Five for Friday, written by a variety of MoMA staff members, is our attempt to spotlight some of the compelling, charming, and downright curious works in the Museum’s rich collection.

Like every good New Englander, I eagerly await the start of the fall season and the bounty it brings. From the eye candy of fall fashion to the literal harvest of root vegetables, fall is arguably the most abundant time of the year. There’s just as much to savor in works from the Museum’s collection, and below I’ve “picked” a few of my favorite apples that MoMA has to offer:

1. Paul Cézanne. Still Life with Apples. 1895-98

A favorite subject in his still life paintings, Paul Cézanne painted hundreds of examples of the fruit throughout his career. You can take an even closer look at this example, on MoMA’s Google Art Project page.

2. Ellsworth Kelly. Apples. 1949

Although best known for his color block paintings in red, blue, and green, it’s the simplicity and serenity of Ellsworth Kelly’s fruit and flora lithographs that I really love.

3. Apple Inc., Steve Jobs and Jerry Manock. Macintosh 128K Home Computer. 1983

The Apple that started it all, the first MacIntosh home computer with Graphical User Interface, designed in 1983. When it was first released it sold for $2,495—nearly twice the cost of today’s iPhone, iPad, and MacBook combined!

4. Paul Klee. Still Life with Four Apples. (1909)

Klee’s dark and moody bowl of fruit looks ripe for baking—apfelkuchen anyone?
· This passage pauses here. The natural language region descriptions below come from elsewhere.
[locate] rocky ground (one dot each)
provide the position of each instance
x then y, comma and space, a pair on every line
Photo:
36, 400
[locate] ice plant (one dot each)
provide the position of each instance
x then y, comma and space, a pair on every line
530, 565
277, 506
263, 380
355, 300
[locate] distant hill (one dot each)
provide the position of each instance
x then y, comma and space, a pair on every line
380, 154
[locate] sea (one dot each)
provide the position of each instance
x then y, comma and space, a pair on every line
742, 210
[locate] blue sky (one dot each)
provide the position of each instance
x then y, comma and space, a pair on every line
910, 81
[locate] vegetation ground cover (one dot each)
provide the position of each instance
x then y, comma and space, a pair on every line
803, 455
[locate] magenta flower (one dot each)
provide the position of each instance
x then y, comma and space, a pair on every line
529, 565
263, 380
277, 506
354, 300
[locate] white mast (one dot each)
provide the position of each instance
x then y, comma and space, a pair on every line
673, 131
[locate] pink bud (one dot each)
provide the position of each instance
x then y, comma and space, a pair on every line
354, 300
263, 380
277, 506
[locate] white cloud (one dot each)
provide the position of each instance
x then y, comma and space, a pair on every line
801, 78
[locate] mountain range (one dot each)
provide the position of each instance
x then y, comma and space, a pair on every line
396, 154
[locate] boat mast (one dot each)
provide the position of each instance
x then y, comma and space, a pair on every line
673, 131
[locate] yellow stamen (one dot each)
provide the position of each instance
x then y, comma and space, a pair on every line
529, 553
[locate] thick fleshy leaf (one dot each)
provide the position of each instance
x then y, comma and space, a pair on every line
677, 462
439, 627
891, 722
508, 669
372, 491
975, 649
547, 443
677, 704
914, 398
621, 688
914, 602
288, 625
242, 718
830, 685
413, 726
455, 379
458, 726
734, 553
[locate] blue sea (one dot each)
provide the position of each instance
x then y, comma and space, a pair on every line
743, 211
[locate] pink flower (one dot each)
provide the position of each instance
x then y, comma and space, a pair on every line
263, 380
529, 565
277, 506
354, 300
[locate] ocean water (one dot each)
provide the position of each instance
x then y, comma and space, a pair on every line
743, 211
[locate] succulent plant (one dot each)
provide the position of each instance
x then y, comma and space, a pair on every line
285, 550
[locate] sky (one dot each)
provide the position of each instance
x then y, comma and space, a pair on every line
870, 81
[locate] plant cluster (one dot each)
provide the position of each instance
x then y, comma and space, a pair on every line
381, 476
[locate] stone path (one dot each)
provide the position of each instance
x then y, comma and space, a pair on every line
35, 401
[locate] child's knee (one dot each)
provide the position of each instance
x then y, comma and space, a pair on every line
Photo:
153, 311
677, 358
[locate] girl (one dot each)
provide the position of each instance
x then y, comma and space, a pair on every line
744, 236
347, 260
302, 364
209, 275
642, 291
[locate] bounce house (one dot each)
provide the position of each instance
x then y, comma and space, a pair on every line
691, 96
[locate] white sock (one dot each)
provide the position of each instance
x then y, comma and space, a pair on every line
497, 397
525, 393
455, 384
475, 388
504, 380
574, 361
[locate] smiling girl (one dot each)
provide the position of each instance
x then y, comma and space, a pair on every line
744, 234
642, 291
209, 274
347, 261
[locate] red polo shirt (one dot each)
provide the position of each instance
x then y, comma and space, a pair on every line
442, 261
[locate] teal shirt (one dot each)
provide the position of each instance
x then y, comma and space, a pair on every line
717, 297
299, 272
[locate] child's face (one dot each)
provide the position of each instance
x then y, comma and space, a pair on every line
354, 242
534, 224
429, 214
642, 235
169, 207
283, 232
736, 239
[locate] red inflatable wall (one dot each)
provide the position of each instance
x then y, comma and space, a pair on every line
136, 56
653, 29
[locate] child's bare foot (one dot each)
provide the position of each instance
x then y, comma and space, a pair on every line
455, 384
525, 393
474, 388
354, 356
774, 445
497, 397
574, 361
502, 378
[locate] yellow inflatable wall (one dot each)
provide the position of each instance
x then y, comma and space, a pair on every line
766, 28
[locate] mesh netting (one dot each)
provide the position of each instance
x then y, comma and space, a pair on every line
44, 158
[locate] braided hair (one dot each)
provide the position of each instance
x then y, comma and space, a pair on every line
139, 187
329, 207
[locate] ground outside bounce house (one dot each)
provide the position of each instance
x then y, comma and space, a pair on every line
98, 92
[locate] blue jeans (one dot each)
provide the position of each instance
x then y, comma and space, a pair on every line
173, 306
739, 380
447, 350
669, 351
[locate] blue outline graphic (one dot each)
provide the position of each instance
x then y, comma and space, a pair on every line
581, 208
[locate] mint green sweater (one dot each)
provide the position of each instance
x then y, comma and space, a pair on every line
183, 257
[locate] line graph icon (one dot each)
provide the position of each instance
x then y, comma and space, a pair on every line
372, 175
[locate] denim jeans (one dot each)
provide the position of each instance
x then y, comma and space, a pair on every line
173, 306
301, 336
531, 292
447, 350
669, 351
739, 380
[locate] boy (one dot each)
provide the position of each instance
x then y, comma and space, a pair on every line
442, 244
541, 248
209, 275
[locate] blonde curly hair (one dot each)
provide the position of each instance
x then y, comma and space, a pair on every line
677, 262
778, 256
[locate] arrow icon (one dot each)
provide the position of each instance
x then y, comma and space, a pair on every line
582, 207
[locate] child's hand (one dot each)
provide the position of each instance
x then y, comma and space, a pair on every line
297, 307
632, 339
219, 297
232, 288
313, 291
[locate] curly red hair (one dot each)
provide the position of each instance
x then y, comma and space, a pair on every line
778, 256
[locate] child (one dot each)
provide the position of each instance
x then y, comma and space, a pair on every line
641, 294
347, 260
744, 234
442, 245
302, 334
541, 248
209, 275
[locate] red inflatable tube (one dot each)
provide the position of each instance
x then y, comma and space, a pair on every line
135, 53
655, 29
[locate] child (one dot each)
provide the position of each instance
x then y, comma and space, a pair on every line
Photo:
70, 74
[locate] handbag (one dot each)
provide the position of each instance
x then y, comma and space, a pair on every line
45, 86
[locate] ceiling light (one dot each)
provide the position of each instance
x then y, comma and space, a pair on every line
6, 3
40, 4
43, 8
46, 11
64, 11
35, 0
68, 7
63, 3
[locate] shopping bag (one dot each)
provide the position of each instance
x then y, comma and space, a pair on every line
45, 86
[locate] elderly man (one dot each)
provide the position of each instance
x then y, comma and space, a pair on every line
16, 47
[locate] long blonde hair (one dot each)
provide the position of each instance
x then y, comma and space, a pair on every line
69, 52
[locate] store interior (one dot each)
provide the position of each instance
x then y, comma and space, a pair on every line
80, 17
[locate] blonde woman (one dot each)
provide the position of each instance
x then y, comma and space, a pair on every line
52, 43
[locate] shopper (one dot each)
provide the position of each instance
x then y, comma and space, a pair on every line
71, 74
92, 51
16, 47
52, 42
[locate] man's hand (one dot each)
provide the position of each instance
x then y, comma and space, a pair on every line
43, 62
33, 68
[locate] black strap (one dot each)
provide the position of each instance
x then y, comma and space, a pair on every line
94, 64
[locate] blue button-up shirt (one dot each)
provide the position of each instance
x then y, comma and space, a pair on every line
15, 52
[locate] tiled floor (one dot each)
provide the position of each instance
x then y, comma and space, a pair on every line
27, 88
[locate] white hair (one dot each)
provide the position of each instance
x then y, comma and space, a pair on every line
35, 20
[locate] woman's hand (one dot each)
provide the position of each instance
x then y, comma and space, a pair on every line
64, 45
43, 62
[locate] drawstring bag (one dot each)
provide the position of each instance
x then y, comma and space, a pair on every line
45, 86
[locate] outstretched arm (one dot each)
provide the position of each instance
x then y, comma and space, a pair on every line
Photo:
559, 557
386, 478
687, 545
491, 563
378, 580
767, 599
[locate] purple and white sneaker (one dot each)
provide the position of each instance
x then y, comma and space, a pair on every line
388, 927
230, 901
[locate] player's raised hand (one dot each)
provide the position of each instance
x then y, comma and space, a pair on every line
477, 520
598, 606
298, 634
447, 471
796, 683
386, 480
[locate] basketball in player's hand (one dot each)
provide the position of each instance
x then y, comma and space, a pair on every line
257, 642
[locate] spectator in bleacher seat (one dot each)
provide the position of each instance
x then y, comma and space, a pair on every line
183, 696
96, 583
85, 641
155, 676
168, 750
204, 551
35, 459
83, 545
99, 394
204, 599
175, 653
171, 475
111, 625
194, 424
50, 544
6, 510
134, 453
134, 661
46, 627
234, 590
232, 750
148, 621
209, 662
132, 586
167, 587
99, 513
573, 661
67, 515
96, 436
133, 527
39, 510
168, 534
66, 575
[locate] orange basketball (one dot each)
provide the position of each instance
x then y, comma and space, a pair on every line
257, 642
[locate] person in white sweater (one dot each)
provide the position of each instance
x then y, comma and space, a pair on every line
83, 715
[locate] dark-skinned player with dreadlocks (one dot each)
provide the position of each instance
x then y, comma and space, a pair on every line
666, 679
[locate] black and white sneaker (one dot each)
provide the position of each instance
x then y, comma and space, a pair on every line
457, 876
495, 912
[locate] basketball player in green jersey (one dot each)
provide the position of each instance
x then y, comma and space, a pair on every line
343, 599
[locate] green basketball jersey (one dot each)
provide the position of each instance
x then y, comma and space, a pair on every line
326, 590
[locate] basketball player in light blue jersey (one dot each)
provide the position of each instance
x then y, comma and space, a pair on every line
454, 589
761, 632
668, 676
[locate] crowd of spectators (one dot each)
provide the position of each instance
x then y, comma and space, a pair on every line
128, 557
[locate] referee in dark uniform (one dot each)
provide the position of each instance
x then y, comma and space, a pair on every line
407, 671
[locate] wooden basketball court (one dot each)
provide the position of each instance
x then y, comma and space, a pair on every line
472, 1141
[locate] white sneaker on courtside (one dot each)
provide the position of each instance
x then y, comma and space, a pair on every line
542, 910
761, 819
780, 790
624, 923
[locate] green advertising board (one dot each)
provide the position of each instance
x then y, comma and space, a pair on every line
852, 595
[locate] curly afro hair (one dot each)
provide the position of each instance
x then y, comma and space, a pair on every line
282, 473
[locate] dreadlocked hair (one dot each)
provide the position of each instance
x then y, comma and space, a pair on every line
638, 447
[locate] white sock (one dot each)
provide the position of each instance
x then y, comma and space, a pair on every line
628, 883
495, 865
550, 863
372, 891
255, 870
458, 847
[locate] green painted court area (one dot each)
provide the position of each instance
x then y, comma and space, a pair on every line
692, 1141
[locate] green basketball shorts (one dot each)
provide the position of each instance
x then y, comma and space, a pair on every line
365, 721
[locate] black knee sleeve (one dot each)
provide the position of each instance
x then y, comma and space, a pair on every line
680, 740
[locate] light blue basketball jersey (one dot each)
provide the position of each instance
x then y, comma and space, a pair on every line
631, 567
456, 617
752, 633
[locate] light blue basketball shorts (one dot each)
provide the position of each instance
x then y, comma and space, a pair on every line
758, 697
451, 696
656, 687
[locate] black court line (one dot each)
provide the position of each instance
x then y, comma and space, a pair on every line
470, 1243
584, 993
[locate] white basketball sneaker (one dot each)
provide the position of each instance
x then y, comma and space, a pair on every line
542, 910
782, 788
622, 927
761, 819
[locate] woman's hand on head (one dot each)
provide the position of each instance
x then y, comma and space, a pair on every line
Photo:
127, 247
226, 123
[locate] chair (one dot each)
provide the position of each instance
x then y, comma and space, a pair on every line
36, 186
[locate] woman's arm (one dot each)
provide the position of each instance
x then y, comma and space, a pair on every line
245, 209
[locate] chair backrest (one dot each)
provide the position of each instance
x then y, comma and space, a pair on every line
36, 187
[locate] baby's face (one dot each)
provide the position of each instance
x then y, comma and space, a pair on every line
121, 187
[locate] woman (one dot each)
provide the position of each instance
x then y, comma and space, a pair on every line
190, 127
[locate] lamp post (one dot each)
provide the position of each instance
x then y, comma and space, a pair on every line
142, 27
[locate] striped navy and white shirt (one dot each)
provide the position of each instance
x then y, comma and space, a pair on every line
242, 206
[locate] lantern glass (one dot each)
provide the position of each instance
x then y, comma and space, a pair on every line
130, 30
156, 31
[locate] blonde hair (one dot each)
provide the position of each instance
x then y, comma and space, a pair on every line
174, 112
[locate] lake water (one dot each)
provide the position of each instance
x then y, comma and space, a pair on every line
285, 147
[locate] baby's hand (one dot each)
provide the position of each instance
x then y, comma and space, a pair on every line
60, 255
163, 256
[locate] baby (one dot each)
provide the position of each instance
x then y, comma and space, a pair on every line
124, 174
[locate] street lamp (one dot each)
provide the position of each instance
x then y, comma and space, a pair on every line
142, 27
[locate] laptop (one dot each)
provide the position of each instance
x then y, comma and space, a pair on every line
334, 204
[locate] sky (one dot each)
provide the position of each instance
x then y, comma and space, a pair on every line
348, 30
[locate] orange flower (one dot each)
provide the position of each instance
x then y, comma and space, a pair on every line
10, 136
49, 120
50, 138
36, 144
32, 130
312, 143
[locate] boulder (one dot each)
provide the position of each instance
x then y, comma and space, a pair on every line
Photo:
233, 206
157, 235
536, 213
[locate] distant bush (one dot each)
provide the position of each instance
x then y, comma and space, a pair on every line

5. William H. Martin. A Load of Good Iowa Apples. 1909

Martin’s popular photographic postcards used the darkroom trickery of exposing two different negatives on the same emulsified paper. He used images like these oversize apples—or others of gigantic ears of corn, geese, hares, etc.—to create works that skillfully combine the absurd and the surreal.